L’aspect général est simple et nous oblige à nous remettre en question. Pour nous, le sanglier n’est pas un animal comme les autres : il est gibier. Contrairement à la majorité des représentations actuelles du vivant, le mot sanglier évoque le triptyque chasse, nuisible, régulation.
Les auteurs nous démontrent de manière très claire cette réduction de l’animal à une seule composante. Le texte est à la fois très détaillé et précis, révélant une étude de terrain sérieuse et pointue ; mais le ton reste léger, parfois ironique. Qu’on ne s’y trompe pas, sur un tel sujet, les moqueries à l’emporte-pièce sont faciles, mais l’écriture évite les platitudes et les remarques sont souvent emphatiques, permettant des points de vue différents. Même le sanglier a la parole : entre les chapitres, des textes très sensitifs essaient de nous montrer l’environnement perçu par l’animal. La forme est donc à la fois facile et documentée, et les changements d’écriture et de ton rendent la lecture aisée.

Quant aux idées exposées, chaque chapitre fait le point sur un angle particulier. L’idée première est le lien omniprésent entre l’animal et la chasse : le terme cynégétique est peut-être le mot le plus utilisé dans cette œuvre. Et l’approche est celle de géographes : quel est le lien évolutif entre l’animal, l’homme et le milieu ? Le fil conducteur est l’historique de la chasse au sanglier en France.

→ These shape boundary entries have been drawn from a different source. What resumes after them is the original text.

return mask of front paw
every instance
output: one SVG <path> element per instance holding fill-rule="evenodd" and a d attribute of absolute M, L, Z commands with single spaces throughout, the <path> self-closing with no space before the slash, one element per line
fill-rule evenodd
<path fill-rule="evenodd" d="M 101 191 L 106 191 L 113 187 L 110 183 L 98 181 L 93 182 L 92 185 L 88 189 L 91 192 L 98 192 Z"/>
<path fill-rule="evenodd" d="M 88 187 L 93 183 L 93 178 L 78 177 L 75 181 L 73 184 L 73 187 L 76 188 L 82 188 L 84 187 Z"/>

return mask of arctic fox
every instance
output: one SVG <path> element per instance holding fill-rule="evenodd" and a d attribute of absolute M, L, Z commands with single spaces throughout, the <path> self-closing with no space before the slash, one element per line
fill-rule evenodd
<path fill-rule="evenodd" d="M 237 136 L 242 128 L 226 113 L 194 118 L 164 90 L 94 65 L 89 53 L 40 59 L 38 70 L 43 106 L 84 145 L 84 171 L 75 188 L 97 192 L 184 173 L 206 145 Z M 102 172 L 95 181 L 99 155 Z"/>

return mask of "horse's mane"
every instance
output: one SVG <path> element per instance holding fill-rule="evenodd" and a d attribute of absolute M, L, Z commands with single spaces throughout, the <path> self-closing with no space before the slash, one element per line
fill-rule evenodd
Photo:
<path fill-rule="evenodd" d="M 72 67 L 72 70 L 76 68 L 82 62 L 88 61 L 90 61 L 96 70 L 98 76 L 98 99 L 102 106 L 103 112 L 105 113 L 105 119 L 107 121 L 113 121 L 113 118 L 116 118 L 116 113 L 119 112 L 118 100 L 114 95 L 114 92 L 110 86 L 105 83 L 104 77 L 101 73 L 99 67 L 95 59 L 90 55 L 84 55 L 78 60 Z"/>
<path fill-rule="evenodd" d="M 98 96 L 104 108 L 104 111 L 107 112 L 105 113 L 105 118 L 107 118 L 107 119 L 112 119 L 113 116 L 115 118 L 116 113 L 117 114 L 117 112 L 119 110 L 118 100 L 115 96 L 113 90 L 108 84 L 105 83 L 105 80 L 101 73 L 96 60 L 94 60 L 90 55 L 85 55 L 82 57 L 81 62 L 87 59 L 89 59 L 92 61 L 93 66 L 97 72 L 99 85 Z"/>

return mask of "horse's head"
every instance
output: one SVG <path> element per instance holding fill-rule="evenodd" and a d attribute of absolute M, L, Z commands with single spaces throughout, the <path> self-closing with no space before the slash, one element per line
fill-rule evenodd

Comment, en quelques décennies, le sanglier, gibier rare et sauvage, est-il devenu la principale chasse, avec des effectifs exponentiels qui demandent un effort de régulation de plus en plus volumineux ?
L’histoire de la chasse au sanglier est expliquée, et si l’action des chasseurs et des fédérations est mise en avant, ce n’est pas seulement sur un ton accusateur. Les auteurs vont plus loin que le simple constat. C’est l’approche générale de la ruralité en France, sociale, culturelle et économique avec l’agriculture qui est convoquée pour mieux cerner le problème “sanglier” et cet animal se prête bien à ces multiples questions. Les autres, loups, ours, rapaces… ont plus d’affect dans la perception de leur cohabitation avec l’humain. Le sanglier, lui, permet d’aborder les interrogations de façon plus neutre : qu’est-ce qu’un animal sauvage et quelle est sa place ? Et le livre nous force à nous interroger sur la définition d’un animal nuisible en raison de sa prolifération et des dégâts occasionnés. Mais aussi sur la cohabitation nature/activités humaines et sur la vision que l’on a de la gestion des espaces naturels et l’idée complexe de préservation et de régulation…

 

Ce petit ouvrage […] arrive à nous intéresser à une question sur laquelle nous avons tous des a priori très schématiques

Les réflexions s’enchaînent et les principaux points de cohabitation (et de friction) avec l’humain sont abordés. La chasse et le droit de propriété, la gestion de la faune, les problèmes sanitaires avec la peste porcine, l’indemnisation des dommages… et si le titre souligne que le sanglier est un animal politique, c’est bien là l’angle d’étude des deux chercheurs. La gestion du problème sanglier met en synergie, mais également en conflit, deux autorités aux buts parfois convergents mais le plus souvent divergents. Il s’agit de l’État et des fédérations de chasse. Des entités qui ont le même objectif, contrôler les sangliers, mais n’ont pas les mêmes visées sur la question. La forme instructive du texte n’est pas de caricaturer les rapports de force. L’analyse historique du problème montre bien les ambivalences des deux parties, et l’État français et ses représentants ont parfois tendance à se dédouaner des questions embarrassantes en les externalisant sur les chasseurs…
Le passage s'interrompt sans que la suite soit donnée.